I just saw a commercial that said "call your doctor if erections last more than 4 hours". I said "disgusting" and my mom said "I know, i hate when that happens." Get me out of here.
so i woke up in some guy's bed but then i realized i can atone for this tomorrow
They threw me out of the bar because I was arguing business ethics with the owner of th bar
she said she didn't want to sleep with me again because I wasnt a generous lover. I ignored her slight moustache, didnt i? i think thats pretty damn generous
I'm drinking keystone with a homeless man I found. It's making me feel uncomfortable.
He's like a perfect storm of amazing hair and horrible judgment.
Hey! I was tired. I threw up in two parking lots yesterday.

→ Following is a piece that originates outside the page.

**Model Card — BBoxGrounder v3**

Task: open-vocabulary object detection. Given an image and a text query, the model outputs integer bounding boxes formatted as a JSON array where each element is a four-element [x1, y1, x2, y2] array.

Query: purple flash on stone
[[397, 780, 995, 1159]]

Where are you? This girl fell on a baby. She is just gone. Please Hurry
I'm hurrying
Dude. She just shit herself.
How do the freshmen here NOT understand the tricks we are playing on them by now? Doesn't bode well for grad numbers. Idiots.
but they dont look like handprints. looks like someone had a boxing match with my tits and my tits lost
I was carrying around a bottle of Jameson yelling rescue me
The brazilian leg lock that the stripper put me in was definitely the highlight of the night
I wore heels to a golf store in hopes of getting laid. I've hit a new all time low.
Soooo I think my neighbor just saw me masturbating on my porch
so let me get this straight you just stared at his boner all night?